Lorsque Napoléon fit voile, sur le Northumberland, pour la prison que lui avait assignée la Sainte Alliance et dont l’Angleterre s’était assuré la garde, il avait obtenu d’emmener une sorte de maison militaire et civile composée du général comte Bertrand, grand maréchal du Palais à Paris et à Porto-Ferrajo, du comte de Montholon, chambellan et général, du général baron Gourgaud, aide de camp, du comte de Las Cases, chambellan. La comtesse Bertrand, née Dillon.et la comtesse de Montholon, née Vassal, avec leurs enfans, accompagnaient leurs maris et formaient ainsi autour du proscrit une petite cour.
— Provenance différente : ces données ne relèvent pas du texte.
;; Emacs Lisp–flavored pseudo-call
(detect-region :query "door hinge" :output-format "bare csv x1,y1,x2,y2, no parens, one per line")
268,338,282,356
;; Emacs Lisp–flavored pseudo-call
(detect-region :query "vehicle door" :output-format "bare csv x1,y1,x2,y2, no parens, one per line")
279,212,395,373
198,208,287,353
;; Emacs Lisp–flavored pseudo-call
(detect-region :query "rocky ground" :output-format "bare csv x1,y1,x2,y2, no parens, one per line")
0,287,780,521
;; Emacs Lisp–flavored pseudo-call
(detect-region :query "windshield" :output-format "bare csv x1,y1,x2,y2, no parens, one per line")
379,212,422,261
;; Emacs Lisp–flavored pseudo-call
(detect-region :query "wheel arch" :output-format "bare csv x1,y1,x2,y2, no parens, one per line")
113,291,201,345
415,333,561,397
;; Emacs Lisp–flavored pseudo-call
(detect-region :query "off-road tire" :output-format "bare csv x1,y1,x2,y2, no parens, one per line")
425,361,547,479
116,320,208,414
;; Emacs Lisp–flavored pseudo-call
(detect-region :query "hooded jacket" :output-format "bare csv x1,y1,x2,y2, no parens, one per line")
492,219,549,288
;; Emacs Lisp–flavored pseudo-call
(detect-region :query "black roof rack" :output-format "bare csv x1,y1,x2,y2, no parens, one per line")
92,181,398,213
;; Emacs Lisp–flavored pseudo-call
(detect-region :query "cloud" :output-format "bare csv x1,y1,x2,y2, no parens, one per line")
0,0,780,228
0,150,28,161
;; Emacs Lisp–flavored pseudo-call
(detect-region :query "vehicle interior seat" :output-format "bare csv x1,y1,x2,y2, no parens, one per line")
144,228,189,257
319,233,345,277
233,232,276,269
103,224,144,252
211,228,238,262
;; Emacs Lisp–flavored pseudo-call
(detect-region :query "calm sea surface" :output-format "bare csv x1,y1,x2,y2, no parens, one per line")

Sur le Bellérophon, l’Empereur avait eu à se louer du chirurgien du bord, un nommé O’Meara et, au refus du médecin qu’il avait amené de Paris et qui ne se soucia point de Sainte-Hélène, il se l’attacha avec l’agrément des autorités de tous ordres de la Marine. Ensuite, venaient les serviteurs dont un, qui se faisait appeler Cipriani, avait de très ancienne date la confiance des Bonaparte ; il était contrôleur de la Maison, faisait les achats et surveillait les gens. C’était le personnage principal. Puis venaient les valets de chambre, Marchand et Saint-Denis, que leur dévouement a immortalisés, un Corse nommé Santini qui s’était attaché à l’Empereur avec une telle obstination que celui-ci l’avait emmené d’abord à l’île d’Elbe, puis à Sainte-Hélène où il cumulait les fonctions vagues de gardien d’un portefeuille qui n’existait pas et de chasseur de perdrix qu’il n’attrapait guère. Tel était, avec quelques comparses qui n’ont guère laissé de témoignage utile, le personnel de la maison.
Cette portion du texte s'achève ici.